Why does Dwayne Johnson get top-billing? Again?
Why so many "whys"?
6

Remakes are tricky. Forgotten franchises lack the built-in audiences that studios bank on, beloved franchises inevitably summon naysayers, and younger franchises just feel… like they shouldn’t even be remade in the first place. At only a decade young, Moana definitely feels like it belongs firmly in the latter two categories.

To put it into context, not only is Moana the newest film to get this live-action remake treatment, it is also only one of two movies remade to have originally been released this century–the other being Lilo & Stitch, which was released in 2002 and remade in 2025.

That said, Moana is, sadly, one of the better Disney live-action remakes. While it never rises to the levels of Cinderella (2015), The Jungle Book (2016), or Dumbo (2019), it doesn’t quite sink as far down as almost every other recent remake.

The fundamental problem with Moana, shared with many of these other remakes, is the question of its existence: who exactly is the audience? While there are certain updates to the script acknowledging that the original audience from a decade ago is older now, much of it, in theme and approach, remains the same. 

While this wouldn’t be the first time these remakes have adhered closely to the original animation, with a movie as recent as Moana, it is all the more confounding: is the new audience not able to enjoy the animated source, or is this meant to appeal to an entirely different audience capable of only appreciating live-action content?

But because we’re clearly meant to appreciate (or criticise) these movies on their own merits and flaws, it can be said that the casting for the film works.

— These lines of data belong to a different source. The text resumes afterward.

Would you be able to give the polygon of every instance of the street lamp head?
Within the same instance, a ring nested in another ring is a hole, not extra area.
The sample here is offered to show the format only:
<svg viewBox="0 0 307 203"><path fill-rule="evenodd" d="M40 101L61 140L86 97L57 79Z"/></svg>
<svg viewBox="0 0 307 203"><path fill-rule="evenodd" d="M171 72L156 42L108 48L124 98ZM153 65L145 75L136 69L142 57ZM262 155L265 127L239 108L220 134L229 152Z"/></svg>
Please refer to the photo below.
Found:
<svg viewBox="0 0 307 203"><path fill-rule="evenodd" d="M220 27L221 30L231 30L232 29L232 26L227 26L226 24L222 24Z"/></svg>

Funnily enough, Dwayne Johnson’s performance as a live-action Maui might be the weakest point, but he is serviceable. The writing never does anything for the character other than keeping him as comic relief built on the precedence of him being, well, him.

(Side note: John Tui, cast here as Moana’s father, the chief, would have made for the perfect Maui. Anyone familiar with how work from Power Rangers would agree.)

Catherine Laga’aia does make for a great live-action Moana and, hopefully, her career thrives beyond this role.

There is little more to be said in general. The movie exists. It’s not bad, it’s not good, and it should probably be saved for Disney+… but you could just go watch the original right now on that very platform, and you’d be missing nothing.